For 40 years these documents lay in the Israel State Archives in Jerusalem, many of them hidden, kept out of the reach of researchers and the general public. Now, in honor of the 40th anniversary of the murder of 11 Israeli athletes in the 1972 Munich Olympics, which is coming up next week, the State Archives revealed 45 records related to the event.
On the menu are protocols of a cabinet meeting, consultations held by ministers, and of sessions of the Foreign Affairs and Defense Committee, as well as, various reports and telegram exchanges. Half of the material was never before published, and is now being made public for the first time. In the interest of those readers and researchers interested in these documents, we have chosen to focus on the hitherto unpublished material. The remaining records can be viewed in full on the State Archives website.
The archive and its employees deserve special praise for the initiative to reveal so many high quality, authentic, and classified documents. Their location, selection, categorization, and scanning, as well as, getting the okay to publish them from the different security organization, took both time and expertise.

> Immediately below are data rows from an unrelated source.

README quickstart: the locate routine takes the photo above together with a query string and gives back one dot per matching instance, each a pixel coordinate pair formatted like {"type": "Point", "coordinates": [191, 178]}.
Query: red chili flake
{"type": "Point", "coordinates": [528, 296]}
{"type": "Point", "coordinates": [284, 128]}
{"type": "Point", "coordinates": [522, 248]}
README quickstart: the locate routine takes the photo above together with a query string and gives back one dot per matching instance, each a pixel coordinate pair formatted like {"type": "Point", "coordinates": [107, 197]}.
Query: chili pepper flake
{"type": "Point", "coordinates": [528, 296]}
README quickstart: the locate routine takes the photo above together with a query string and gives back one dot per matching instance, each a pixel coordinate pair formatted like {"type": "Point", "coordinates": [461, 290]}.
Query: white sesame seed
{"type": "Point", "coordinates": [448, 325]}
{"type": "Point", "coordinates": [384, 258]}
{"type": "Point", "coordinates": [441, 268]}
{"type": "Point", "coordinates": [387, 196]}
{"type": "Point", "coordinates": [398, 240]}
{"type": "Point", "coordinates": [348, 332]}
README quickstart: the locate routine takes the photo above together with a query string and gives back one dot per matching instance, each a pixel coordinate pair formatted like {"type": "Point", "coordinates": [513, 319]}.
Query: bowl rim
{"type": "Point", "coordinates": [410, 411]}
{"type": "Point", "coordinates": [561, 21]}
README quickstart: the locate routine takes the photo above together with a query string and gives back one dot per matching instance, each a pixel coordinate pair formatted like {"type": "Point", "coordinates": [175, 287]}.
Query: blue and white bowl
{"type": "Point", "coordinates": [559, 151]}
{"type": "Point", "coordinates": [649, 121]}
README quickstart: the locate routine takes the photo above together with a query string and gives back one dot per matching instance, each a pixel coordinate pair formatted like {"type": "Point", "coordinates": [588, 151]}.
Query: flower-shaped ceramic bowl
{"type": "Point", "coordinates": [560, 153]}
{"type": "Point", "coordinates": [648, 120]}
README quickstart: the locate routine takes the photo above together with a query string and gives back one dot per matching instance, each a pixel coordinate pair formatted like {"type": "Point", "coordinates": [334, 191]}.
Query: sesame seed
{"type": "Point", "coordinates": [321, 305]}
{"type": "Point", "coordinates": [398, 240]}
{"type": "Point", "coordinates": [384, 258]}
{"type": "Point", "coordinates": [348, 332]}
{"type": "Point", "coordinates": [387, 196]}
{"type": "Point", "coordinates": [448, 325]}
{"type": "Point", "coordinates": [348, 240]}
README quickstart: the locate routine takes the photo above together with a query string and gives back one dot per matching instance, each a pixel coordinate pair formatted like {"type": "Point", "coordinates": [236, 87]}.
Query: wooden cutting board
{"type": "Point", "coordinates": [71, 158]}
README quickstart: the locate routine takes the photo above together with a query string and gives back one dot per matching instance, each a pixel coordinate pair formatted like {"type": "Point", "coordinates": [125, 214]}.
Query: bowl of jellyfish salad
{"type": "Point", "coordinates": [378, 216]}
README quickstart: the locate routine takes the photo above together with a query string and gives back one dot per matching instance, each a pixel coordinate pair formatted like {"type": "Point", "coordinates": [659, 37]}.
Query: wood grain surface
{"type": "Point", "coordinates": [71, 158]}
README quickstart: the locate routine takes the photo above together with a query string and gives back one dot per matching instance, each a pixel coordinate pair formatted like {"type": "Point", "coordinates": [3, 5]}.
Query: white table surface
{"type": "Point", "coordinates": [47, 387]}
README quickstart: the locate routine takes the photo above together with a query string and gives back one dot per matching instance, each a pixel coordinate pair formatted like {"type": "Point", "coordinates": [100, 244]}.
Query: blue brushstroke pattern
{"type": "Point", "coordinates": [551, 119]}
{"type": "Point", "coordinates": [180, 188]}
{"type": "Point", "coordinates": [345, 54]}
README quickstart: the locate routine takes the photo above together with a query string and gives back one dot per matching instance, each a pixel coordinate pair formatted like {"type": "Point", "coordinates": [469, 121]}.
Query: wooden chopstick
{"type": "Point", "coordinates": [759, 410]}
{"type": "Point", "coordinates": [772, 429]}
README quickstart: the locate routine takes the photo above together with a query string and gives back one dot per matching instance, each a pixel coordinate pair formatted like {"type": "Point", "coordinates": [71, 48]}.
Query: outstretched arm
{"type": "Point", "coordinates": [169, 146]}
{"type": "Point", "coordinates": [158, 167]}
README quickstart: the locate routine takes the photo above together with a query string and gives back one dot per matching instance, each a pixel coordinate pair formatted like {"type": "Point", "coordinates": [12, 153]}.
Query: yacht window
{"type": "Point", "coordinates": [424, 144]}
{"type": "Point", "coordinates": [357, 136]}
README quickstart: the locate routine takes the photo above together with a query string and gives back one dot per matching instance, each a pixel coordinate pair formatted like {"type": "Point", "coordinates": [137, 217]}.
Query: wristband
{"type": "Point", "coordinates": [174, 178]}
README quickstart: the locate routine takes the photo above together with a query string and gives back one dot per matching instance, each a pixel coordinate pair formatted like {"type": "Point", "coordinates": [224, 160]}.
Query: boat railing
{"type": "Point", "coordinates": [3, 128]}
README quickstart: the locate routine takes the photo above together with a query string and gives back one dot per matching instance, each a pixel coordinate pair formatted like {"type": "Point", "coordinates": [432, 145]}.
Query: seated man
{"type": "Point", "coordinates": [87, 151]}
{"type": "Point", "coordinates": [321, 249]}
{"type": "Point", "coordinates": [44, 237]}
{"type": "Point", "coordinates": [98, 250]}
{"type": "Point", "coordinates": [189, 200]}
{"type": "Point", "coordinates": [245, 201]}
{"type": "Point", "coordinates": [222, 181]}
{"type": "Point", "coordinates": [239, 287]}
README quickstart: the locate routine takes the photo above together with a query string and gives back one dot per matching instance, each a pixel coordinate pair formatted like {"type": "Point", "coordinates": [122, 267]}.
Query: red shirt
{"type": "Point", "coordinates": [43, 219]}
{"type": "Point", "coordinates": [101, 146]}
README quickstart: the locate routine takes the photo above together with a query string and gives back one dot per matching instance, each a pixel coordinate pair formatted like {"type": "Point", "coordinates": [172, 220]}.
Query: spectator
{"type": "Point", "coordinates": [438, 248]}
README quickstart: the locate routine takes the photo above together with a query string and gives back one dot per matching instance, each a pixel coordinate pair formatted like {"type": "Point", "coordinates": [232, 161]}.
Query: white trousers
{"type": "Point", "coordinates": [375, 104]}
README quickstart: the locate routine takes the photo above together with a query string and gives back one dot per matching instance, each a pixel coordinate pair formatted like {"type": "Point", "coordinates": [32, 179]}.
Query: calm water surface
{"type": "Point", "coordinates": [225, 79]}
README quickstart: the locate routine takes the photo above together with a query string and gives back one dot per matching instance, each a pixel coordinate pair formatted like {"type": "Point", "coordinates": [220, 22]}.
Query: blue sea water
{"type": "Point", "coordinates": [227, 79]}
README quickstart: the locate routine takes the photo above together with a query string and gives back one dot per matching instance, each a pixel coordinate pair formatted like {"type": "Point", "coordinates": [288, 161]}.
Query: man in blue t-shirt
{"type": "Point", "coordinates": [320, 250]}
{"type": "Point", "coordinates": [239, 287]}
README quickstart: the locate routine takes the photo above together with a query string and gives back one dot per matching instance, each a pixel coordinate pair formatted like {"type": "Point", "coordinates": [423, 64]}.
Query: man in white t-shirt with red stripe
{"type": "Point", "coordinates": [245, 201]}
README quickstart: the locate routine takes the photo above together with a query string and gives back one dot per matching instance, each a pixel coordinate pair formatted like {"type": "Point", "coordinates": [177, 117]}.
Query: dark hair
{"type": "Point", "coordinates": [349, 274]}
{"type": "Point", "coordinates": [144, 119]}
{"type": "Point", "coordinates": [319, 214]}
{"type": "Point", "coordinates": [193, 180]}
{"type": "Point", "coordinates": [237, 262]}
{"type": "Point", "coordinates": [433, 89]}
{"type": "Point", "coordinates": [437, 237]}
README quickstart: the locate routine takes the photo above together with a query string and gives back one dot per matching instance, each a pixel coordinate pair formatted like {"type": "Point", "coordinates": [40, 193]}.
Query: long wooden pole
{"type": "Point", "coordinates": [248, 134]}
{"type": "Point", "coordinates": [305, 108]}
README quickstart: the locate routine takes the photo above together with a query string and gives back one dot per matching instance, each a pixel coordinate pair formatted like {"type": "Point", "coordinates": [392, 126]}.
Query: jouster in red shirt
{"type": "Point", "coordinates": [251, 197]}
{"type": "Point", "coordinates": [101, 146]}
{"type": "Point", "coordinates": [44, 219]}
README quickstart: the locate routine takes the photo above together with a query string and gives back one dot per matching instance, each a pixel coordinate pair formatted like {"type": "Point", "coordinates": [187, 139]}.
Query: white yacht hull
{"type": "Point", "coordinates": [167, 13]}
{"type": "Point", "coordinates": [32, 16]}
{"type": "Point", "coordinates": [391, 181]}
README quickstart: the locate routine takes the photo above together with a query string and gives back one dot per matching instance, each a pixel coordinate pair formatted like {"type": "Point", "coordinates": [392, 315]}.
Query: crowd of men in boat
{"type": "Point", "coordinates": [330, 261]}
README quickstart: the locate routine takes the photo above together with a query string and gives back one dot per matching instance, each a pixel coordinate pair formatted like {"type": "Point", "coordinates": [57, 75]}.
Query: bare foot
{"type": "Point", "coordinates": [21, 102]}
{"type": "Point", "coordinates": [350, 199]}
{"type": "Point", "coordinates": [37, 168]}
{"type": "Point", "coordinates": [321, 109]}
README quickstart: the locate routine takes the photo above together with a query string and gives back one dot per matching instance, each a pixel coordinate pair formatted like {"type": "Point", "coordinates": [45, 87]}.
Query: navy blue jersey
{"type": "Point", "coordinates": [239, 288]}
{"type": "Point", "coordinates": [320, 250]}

That said, certain partsof the documents, whose publication was not cleared, were redacted. In addition, an unknown number of records remain unpublished, probably on orders of the Mossad and the Shin Bet security service. These orders can and should be questioned: Whose interest is being served by the suppression of information about an event that took place 40 years ago? What information about this event has not yet been revealed, and how can its publication today harm national security? These questions will have to wait for future revelations.